Im Dezember 1920 beschloss der Gemeinderat die Bildung einer Kommission zur Schaffung eines Kriegerdenkmals für die im Ersten Weltkrieg gefallenen Ingelheimer Soldaten, für die auch bereits die städtischen Vertreter benannt wurden. Ab Januar des Folgejahres entsandten außerdem zahlreiche Vereine die ihrerseits bevollmächtigten Mitglieder zur gemeinsamen Beratung in diesen Ausschuss. Der von Boehringer entwickelte Grundgedanke der Halle wurde von ihm im Laufe des Jahres nun offiziell mit dem Projektbegriff „Volkshaus“ tituliert. Mittlerweile stand Boehringer ab der zweiten Jahreshälfte auch mit verschiedenen Architekten aus Mainz und Darmstadt in Verbindung. Ferner gab der Ober-Ingelheimer Architekt Philipp Starck (1880-1944) seine Entwürfe ab. Das projektierte Volkshaus sollte mit einem Musiksaal, einer Bücherei und einem Lesesaal bestückt sein. Auch die Schaffung eines offenbar dringend benötigten Vereinszimmers war im Gespräch.

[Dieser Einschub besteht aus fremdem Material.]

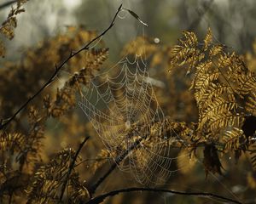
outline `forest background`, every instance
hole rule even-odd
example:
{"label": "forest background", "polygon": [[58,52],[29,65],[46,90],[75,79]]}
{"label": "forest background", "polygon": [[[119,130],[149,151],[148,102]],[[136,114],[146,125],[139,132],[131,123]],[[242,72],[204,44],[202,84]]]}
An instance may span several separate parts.
{"label": "forest background", "polygon": [[[95,193],[90,191],[90,187],[95,186],[99,178],[113,167],[113,155],[106,150],[78,105],[79,88],[71,84],[73,76],[79,71],[79,68],[86,65],[95,70],[100,70],[102,66],[113,67],[124,53],[132,55],[137,54],[140,48],[145,50],[143,60],[150,67],[149,76],[166,84],[165,88],[161,86],[155,88],[160,107],[165,115],[171,117],[168,120],[185,124],[198,122],[196,99],[193,91],[189,90],[191,78],[187,70],[175,69],[170,72],[172,54],[168,51],[178,43],[183,31],[194,31],[199,41],[203,42],[209,33],[208,28],[211,28],[216,44],[228,48],[230,53],[235,51],[250,71],[256,70],[256,31],[253,29],[256,4],[253,0],[18,2],[26,11],[20,8],[20,11],[17,13],[17,26],[13,30],[15,36],[10,32],[12,30],[5,33],[2,31],[1,36],[2,46],[5,48],[2,49],[4,58],[0,61],[2,124],[44,86],[71,51],[79,50],[109,26],[120,3],[139,17],[127,10],[120,12],[114,26],[104,34],[102,42],[95,47],[95,50],[71,59],[55,82],[1,129],[0,195],[3,203],[44,203],[46,201],[57,203],[66,181],[64,195],[61,196],[63,201],[60,201],[85,203],[91,196],[90,194]],[[0,5],[5,3],[3,1]],[[16,2],[0,8],[1,22],[7,20],[11,5],[16,8]],[[142,20],[148,26],[144,26],[137,20]],[[94,72],[86,74],[94,75]],[[65,82],[68,82],[68,86]],[[87,82],[79,82],[86,86]],[[255,97],[255,89],[249,92]],[[254,107],[247,114],[255,116]],[[182,128],[187,128],[186,131],[193,129],[184,123],[177,124],[183,125]],[[240,128],[243,124],[244,121]],[[255,122],[250,128],[255,128],[254,124]],[[87,136],[89,139],[84,140]],[[253,137],[253,133],[249,136]],[[45,175],[48,170],[49,175],[56,178],[58,175],[55,173],[57,171],[67,173],[79,147],[79,158],[75,164],[78,166],[68,179],[63,177],[63,179],[53,182],[49,175]],[[189,164],[168,180],[170,184],[160,185],[160,188],[183,192],[207,192],[242,203],[255,203],[255,159],[254,163],[252,162],[251,152],[244,150],[241,156],[237,156],[234,150],[238,149],[234,146],[228,152],[219,150],[221,167],[214,166],[213,162],[213,166],[208,166],[207,169],[203,160],[204,148],[206,146],[198,148],[201,163],[183,156],[187,152],[173,152],[177,156],[177,168]],[[255,148],[253,150],[255,152]],[[236,158],[238,157],[237,161]],[[56,166],[63,167],[51,169],[55,167],[53,161]],[[44,183],[42,184],[41,182]],[[66,188],[66,185],[70,187]],[[38,191],[39,186],[41,190],[45,188],[44,192]],[[134,186],[145,187],[144,184],[135,179],[134,173],[122,172],[115,167],[93,196]],[[44,195],[45,192],[49,195]],[[107,199],[105,203],[216,203],[218,201],[210,195],[204,198],[201,196],[139,191],[119,194]]]}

Doch im Januar 1922 wurde deutlich, dass Albert Boehringer aus Kostengründen von seinem ursprünglichen Plan abgekommen war und nun „lediglich“ ein Kriegerdenkmal errichten lassen wollte. Auch ein mit der Gemeinde Ober-Ingelheim gemeinsam zu errichtendes Denkmal war vom Tisch.
Kurze Zeit später erwarb Boehringer von den Prinzessinnen zu Solms-Braunfels das Parkgelände an der Binger Straße und ließ, wie der Gemeinderat von Nieder-Ingelheim explizit vermerkte, „ohne jegliches Wissen der Gemeinde oder des Gemeinderats“ darauf ein Kriegerdenkmal errichten, das im August 1924 fertiggestellt war. Das von Julius Liebrecht (1891-1974) diesbezüglich und gemeinsam mit einem Vertragsentwurf zugesandte Schreiben teilte die Absicht Albert Boehringers mit, das Gefallenendenkmal und dessen Standort, verbunden mit verschiedenen Auflagen und Wünschen, der Gemeinde zum Geschenk zu machen.
Zunächst „zierte“ sich der Gemeinderat aus verschiedenen Gründen, stimmte im September aber zu, das Geschenk gern annehmen und mit einer würdigen Feier im Frühjahr einweihen zu wollen. Boehringer zeigte sich damit einverstanden und beauftragte einen Notar mit den Formalitäten. Die darüber geführten Verhandlungen sorgten allerdings für eine weitere Verzögerung.
Schließlich wurde erst am 16. Juli 1925 ein notariell abgesegneter Tauschvertrag zwischen der bürgerlichen Gemeinde Niederingelheim und Dr. Albert Boehringer geschlossen. In diesem überträgt Boehringer der Gemeinde „4368 qm Park im Kirchgarten und auf dem Belzer, samt dem von Herrn Kommerzienrat Dr. Boehringer auf diesem Grundstück errichteten Kriegerdenkmal“. Punkt 7 legte für alle Zeiten fest, dass das Grundstück weder veräußert, noch in irgendeiner Weise bebaut werden darf, denn „es muss vielmehr für alle Zeiten Denkmalsparkanlage bleiben“. Die Parkanlage führte zukünftig laut Brandkataster die Adressbezeichnung Binger Straße 12.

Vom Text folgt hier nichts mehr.